健斗「伊儀橋さんとこに氷柱いっからな…そこまではいかねえんじゃないの…かな…?」

宇狗威「氷柱ちゃん見つかったんだな。よかったぜ」

威吹鬼「ホント、よかったな」


 威吹鬼は健斗の頭に腕を乗せた。

 新助の廊下を走る音が、静かな夜の闇に響く。まだ月は庭を照らしていた。



菜紬菜「だーかーら、氷柱ちゃんの行方は知らないって」(ニコ)

吉丸「答えろ!クソ野郎!」

菜紬菜「…今の言葉、取り消さないと…斬っちゃうよ」(ニコ)

吉丸「ぐっ…」


 氷柱がかけた術から目を覚ました吉丸、猛蛇の2人は偶然出くわした菜紬菜に、氷柱の行方を聞いていた。

 口元は笑みを浮かべ、目は殺意がこもっている。ひるんだ吉丸は後ずさった。


菜紬菜「なぁーんてね、冗談に決まってるでしょ」(ニコ)


 でも、と菜紬菜は続けた。


菜紬菜「僕に聞く前に自分で捜せばいいじゃない。ほら、伊儀橋さんとか。伊儀橋さんは僕と違って隊士全体を知り尽くしてるわけだし」(ニコ)

吉丸「ちっ…行くぞ」


 吉丸は猛蛇に言うと、菜紬菜を避けて一郎丸の部屋へと向かおうとした。


菜紬菜「氷柱ちゃんを殺したいんだったら、僕が相手になってあげるよ」(ニコ)


 吉丸は背後を振り返る。


菜紬菜「一応だけどね、氷柱ちゃんは僕の隊所属だから、なにかあったら僕が顔出さないといけないでしょ?」(ニコ)

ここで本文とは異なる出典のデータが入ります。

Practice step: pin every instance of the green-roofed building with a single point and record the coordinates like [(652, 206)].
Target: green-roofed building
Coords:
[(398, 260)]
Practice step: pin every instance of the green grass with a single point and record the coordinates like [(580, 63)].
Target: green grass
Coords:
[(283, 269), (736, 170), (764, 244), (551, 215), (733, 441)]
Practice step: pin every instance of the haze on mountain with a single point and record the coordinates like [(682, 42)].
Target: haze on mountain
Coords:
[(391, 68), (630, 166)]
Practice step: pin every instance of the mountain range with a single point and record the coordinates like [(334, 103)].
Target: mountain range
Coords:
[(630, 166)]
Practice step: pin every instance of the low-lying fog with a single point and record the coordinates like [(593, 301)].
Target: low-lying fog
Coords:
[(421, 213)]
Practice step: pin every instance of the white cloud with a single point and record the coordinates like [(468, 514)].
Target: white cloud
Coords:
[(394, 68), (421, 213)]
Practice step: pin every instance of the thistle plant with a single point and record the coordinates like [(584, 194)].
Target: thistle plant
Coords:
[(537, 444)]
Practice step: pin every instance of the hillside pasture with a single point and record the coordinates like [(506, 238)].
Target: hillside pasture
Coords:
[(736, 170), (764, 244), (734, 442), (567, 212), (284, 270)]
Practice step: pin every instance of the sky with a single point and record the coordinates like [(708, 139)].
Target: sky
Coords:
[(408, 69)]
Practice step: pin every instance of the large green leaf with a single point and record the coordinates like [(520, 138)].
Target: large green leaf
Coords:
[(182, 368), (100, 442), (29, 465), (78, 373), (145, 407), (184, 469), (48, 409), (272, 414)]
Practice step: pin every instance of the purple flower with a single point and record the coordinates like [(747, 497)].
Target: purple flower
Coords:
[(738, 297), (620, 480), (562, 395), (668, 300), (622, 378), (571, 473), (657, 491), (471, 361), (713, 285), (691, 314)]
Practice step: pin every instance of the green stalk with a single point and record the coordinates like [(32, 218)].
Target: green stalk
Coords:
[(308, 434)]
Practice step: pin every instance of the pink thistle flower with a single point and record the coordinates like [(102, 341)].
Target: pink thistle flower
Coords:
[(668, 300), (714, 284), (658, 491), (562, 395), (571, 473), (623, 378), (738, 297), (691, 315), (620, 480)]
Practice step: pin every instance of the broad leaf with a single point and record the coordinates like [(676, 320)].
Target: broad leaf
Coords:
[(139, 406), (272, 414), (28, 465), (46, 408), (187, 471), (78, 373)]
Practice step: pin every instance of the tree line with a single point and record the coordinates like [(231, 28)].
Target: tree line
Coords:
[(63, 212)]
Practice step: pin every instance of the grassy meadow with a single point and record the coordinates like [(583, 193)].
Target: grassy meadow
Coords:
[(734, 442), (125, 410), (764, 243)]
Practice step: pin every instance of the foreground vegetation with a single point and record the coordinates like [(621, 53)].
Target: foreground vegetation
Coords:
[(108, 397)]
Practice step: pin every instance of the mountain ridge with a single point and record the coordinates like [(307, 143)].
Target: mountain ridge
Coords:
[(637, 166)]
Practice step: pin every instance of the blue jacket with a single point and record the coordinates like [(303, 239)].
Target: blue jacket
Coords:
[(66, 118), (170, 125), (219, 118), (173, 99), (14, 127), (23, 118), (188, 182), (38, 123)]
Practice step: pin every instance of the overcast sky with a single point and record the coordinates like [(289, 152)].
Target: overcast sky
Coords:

 吉丸はふん、と鼻で返事をする(?)と猛蛇と共に廊下を歩いた。

 吉丸と猛蛇からは殺気が感じられる。やっぱり氷柱ちゃんを殺そうとしてるんだろうなぁ、と菜紬菜は思うと笑みを浮かべた。


菜紬菜(さぁて、僕ははやいとこ部屋に戻ろっと)


 菜紬菜は再び自分の部屋へと歩き出した。菜紬菜の笑みは絶えることなく、夜の闇を飾っていた。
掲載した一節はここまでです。